When seeking auxiliary materials for my students, I was a little peeved to find that some reviewers called the ending pat or “too easy.” I found myself feeling rather defensive on Ford’s behalf. The reviewers were irritated that Ford had created alternative stories to the traumatic ones, and allowed those to be the possible do-overs of the ancestral traumas. They thought the happy endings were unrealistic.
Unrealistic.
That word always jars me when talking about fiction. The ancient prerogative of fiction is to make shit up. So, why not a happy ending?

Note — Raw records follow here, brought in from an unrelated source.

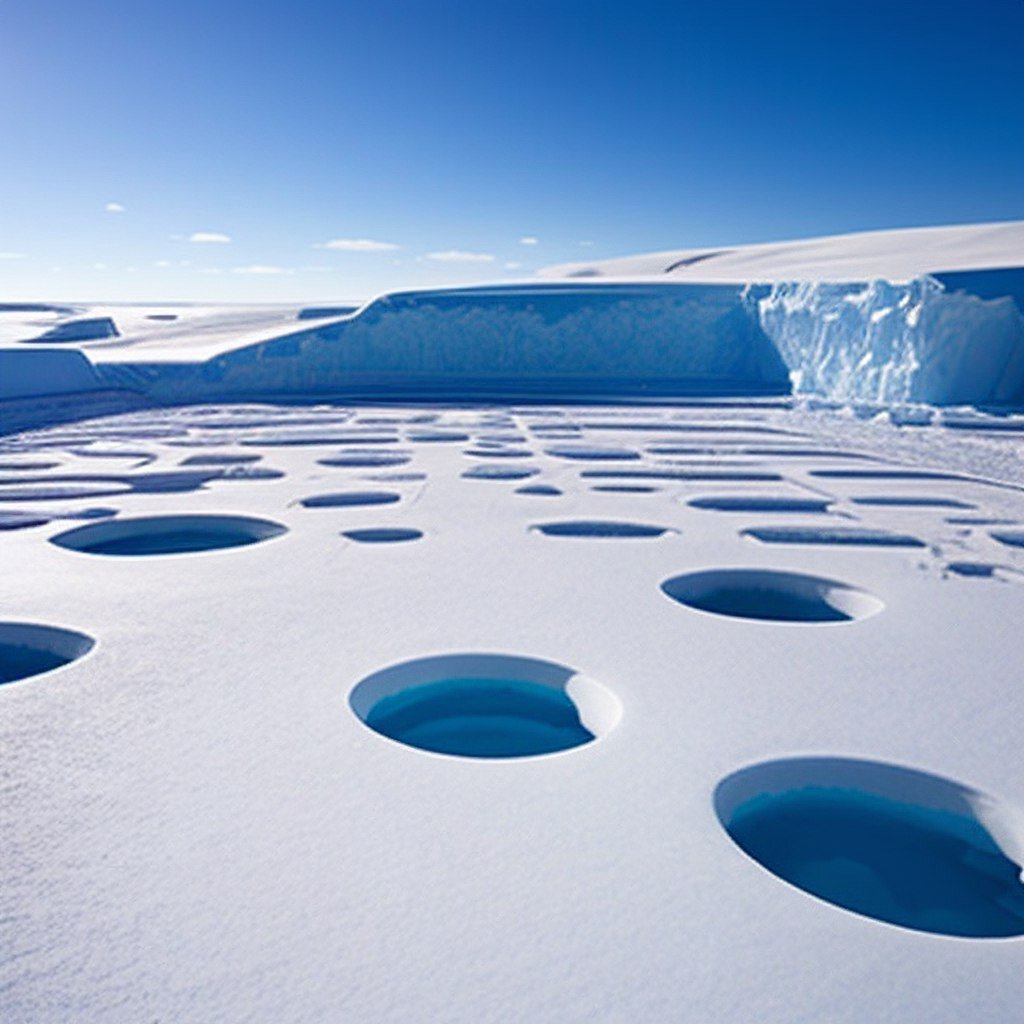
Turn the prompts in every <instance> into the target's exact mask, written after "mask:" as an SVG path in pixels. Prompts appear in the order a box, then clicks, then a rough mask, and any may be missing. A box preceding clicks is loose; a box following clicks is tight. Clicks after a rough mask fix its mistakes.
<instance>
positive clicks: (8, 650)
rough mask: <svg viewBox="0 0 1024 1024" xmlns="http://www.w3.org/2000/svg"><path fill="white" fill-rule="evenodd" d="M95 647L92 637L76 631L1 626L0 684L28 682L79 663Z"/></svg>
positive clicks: (52, 626)
mask: <svg viewBox="0 0 1024 1024" xmlns="http://www.w3.org/2000/svg"><path fill="white" fill-rule="evenodd" d="M94 645H95V640H93V639H92V637H87V636H86V635H85V634H84V633H76V632H75V631H74V630H63V629H58V628H57V627H55V626H36V625H34V624H31V623H0V684H2V683H13V682H17V681H18V680H19V679H29V678H31V677H32V676H39V675H41V674H42V673H44V672H51V671H52V670H53V669H59V668H60V667H61V666H63V665H69V664H70V663H72V662H77V660H78V658H80V657H82V656H83V655H84V654H87V653H88V652H89V651H90V650H92V648H93V646H94Z"/></svg>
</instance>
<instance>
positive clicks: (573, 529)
mask: <svg viewBox="0 0 1024 1024" xmlns="http://www.w3.org/2000/svg"><path fill="white" fill-rule="evenodd" d="M530 529H534V530H537V531H538V532H539V534H544V535H545V536H546V537H586V538H594V537H598V538H648V537H664V536H665V535H666V534H674V532H675V530H674V529H670V528H669V527H668V526H655V525H653V524H651V523H646V522H618V521H615V520H612V519H573V520H566V521H564V522H542V523H538V524H537V525H536V526H531V527H530Z"/></svg>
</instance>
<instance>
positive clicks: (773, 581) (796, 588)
mask: <svg viewBox="0 0 1024 1024" xmlns="http://www.w3.org/2000/svg"><path fill="white" fill-rule="evenodd" d="M662 591H663V592H664V593H665V594H666V595H668V596H669V597H671V598H672V599H673V600H674V601H678V602H679V603H680V604H685V605H686V606H687V607H690V608H696V609H697V610H698V611H707V612H711V613H712V614H716V615H729V616H732V617H735V618H757V620H761V621H764V622H774V623H848V622H852V621H853V620H857V618H866V617H868V616H869V615H873V614H877V613H878V612H879V611H881V610H882V609H883V607H885V605H884V603H883V602H882V601H881V600H879V598H877V597H874V596H873V595H872V594H868V593H867V592H866V591H863V590H858V589H857V588H856V587H851V586H849V585H848V584H845V583H840V582H838V581H836V580H826V579H824V578H822V577H813V575H805V574H804V573H802V572H782V571H779V570H775V569H745V568H727V569H707V570H705V571H701V572H688V573H685V574H684V575H678V577H673V578H672V579H671V580H666V581H665V583H663V584H662Z"/></svg>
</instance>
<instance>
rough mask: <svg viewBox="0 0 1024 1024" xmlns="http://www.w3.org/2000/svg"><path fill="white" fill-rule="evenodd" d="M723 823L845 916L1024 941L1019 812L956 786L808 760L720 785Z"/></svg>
mask: <svg viewBox="0 0 1024 1024" xmlns="http://www.w3.org/2000/svg"><path fill="white" fill-rule="evenodd" d="M715 809H716V811H717V813H718V817H719V820H720V821H721V823H722V825H723V827H724V828H725V830H726V831H727V833H728V835H729V837H730V838H731V839H732V840H733V842H734V843H735V844H736V845H737V846H738V847H739V848H740V849H741V850H742V851H743V852H744V853H745V854H748V855H749V856H750V857H752V858H753V859H754V860H756V861H757V862H758V863H759V864H761V865H762V866H763V867H765V868H767V869H768V870H769V871H771V872H772V873H773V874H775V876H777V877H778V878H780V879H782V880H783V881H784V882H788V883H790V884H791V885H793V886H796V887H797V888H798V889H802V890H803V891H804V892H807V893H810V894H811V895H812V896H816V897H817V898H818V899H821V900H824V901H825V902H828V903H833V904H835V905H836V906H839V907H842V908H844V909H846V910H852V911H853V912H855V913H859V914H862V915H863V916H866V918H872V919H874V920H876V921H882V922H886V923H888V924H892V925H899V926H901V927H903V928H910V929H914V930H916V931H921V932H932V933H937V934H940V935H953V936H959V937H964V938H1006V937H1010V936H1017V935H1024V881H1022V871H1021V859H1022V853H1024V837H1022V835H1021V830H1020V829H1021V826H1020V819H1019V817H1017V816H1015V815H1014V814H1013V813H1012V812H1010V811H1008V810H1007V809H1006V808H1004V807H1001V806H1000V805H999V804H998V803H997V802H996V801H994V800H993V799H992V798H990V797H988V796H985V795H984V794H980V793H978V792H976V791H974V790H970V788H968V787H967V786H964V785H961V784H959V783H957V782H953V781H951V780H949V779H945V778H940V777H939V776H936V775H929V774H926V773H924V772H919V771H913V770H911V769H908V768H901V767H898V766H896V765H887V764H882V763H878V762H870V761H855V760H848V759H843V758H806V759H794V760H786V761H774V762H768V763H765V764H761V765H755V766H753V767H751V768H745V769H743V770H741V771H739V772H737V773H736V774H734V775H731V776H729V777H728V778H726V779H725V780H724V781H723V782H721V783H720V785H719V786H718V790H717V791H716V794H715Z"/></svg>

Somehow, we have absorbed the idea that the happy ending is the stuff of fairy tales, the immature desire of a reader or viewer who is unseasoned enough believe in happiness or joy as a possible outcome. And, yet, as seasoned a reader as I am, I often find myself wanting an ending that gives some hope, some fraction of beauty. This readerly desire has increased more and more with the dramatic swings of geopolitical, economic, and socio-cultural news stories. I gravitate more toward comedy, romance – the so-called light fare of the literary world.
But, hope isn’t light. Not in a world where it is so costly.
To be fair, the happy ending in some novels is complex. Take a look at Zora Neale Hurston’s work. Janie and Phoeby, from Their Eyes Were Watching God, sit on the porch, laughing well into the night, knowing themselves and each other. In F. Scott Fitzgerald’s The Great Gatsby, Nick, in the wake of Gatsby’s death, muses on an impossible hope, symbolized by that green light. Octavia E. Butler’s Kindred ends as it begins, but with more knowledge, more clarity, and assuredness about Dana’s place in the world. Alice Walker’s The Color Purple reunites Celie with her family.
For some writers, these examples are a more expansive definition of a happy ending. Honestly, the last two paragraphs of Fitzgerald’s book are the only reason I even like that novel. Some of these are deep ironies. Some of these difficult truths. Yet, each of them speaks to a hope both within the narrative of the text (for instance, that the events make space for joy in the characters’ worlds) and for the reader (correspondingly that our own life events can make joy for us).
Far from assuming the reader or the writer is out of touch with reality, the happy ending is a kindness. It opens up either the characters or the readers to a possibility that the hard-won joy is still possible. The quiet beauty of a heart at peace. The music of friends laughing together. The light stillness of profound knowing.
If what Emily Dickinson says is true, and hope is the thing with feathers, let it be a boa, draped elegantly, fluttering in the wake of an assertive wind.